Single-Shot Black-Box Adversarial Attacks Against Malware Detectors: A Causal Language Model Approach

Abstract

Deep Learning (DL)-based malware detectors are increasingly adopted for early detection of malicious behavior in cybersecurity. However, their sensitivity to adversarial malware variants has raised immense security concerns. Generating such adversarial variants by the defender is crucial to improving the resistance of DL-based malware detectors against them. This necessity has given rise to an emerging stream of machine learning research, Adversarial Malware example Generation (AMG), which aims to generate evasive adversarial malware variants that preserve the malicious functionality of a given malware.

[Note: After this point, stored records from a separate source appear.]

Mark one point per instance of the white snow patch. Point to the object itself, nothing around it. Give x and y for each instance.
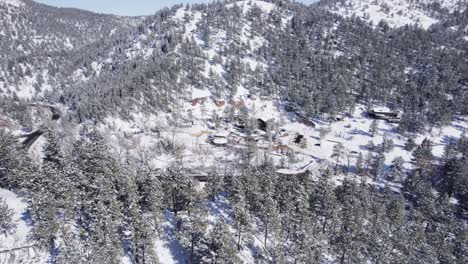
(17, 3)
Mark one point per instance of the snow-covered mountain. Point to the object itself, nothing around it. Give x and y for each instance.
(397, 13)
(256, 131)
(33, 38)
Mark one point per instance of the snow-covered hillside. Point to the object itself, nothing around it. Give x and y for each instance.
(397, 13)
(17, 3)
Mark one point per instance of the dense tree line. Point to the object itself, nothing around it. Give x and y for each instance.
(103, 209)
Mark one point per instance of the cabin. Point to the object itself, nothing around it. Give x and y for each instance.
(219, 103)
(220, 138)
(305, 120)
(298, 139)
(286, 172)
(282, 149)
(199, 101)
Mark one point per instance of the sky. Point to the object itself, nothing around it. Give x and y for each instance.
(125, 7)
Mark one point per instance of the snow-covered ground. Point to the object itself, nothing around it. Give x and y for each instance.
(396, 13)
(198, 154)
(19, 237)
(17, 3)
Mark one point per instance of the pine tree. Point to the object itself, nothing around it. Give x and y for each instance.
(220, 246)
(373, 128)
(6, 218)
(397, 170)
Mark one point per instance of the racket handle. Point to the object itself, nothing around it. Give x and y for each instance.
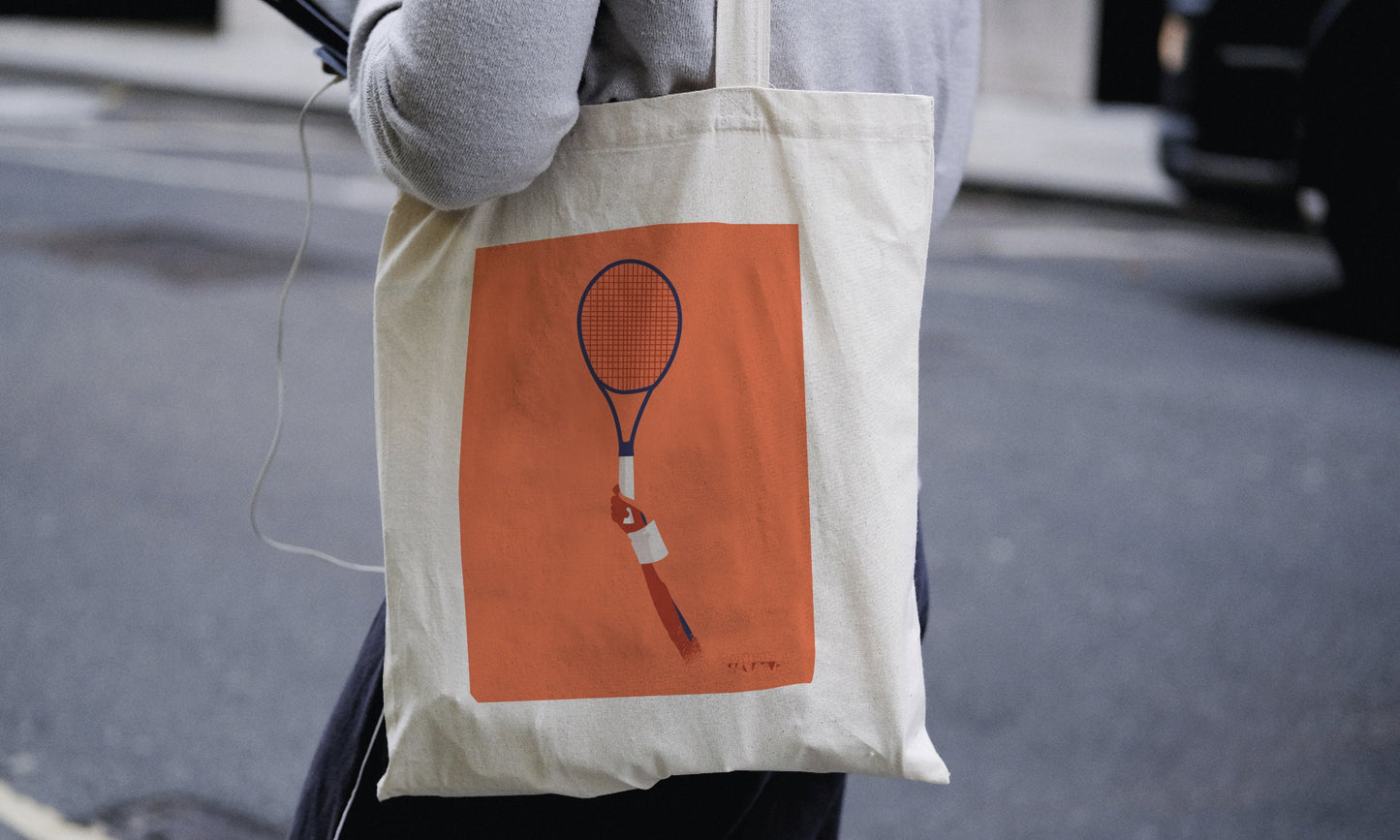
(626, 483)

Within AMG research, black-box method has gained more attention than white-box methods. However, most black-box AMG methods require numerous interactions with the malware detectors to generate adversarial malware examples. Given that most malware detectors enforce a query limit, this could result in generating non-realistic adversarial examples that are likely to be detected in practice due to lack of stealth. In this study, we show that a novel DL-based causal language model enables single-shot evasion (i.e., with only one query to malware detector) by treating the content of the malware executable as a byte sequence and training a Generative Pre-Trained Transformer (GPT). Our proposed method, MalGPT, significantly outperformed the leading benchmark methods on a real-world malware dataset obtained from VirusTotal, achieving over 24.51% evasion rate. MalGPT enables cybersecurity researchers to develop advanced defense capabilities by emulating large-scale realistic AMG.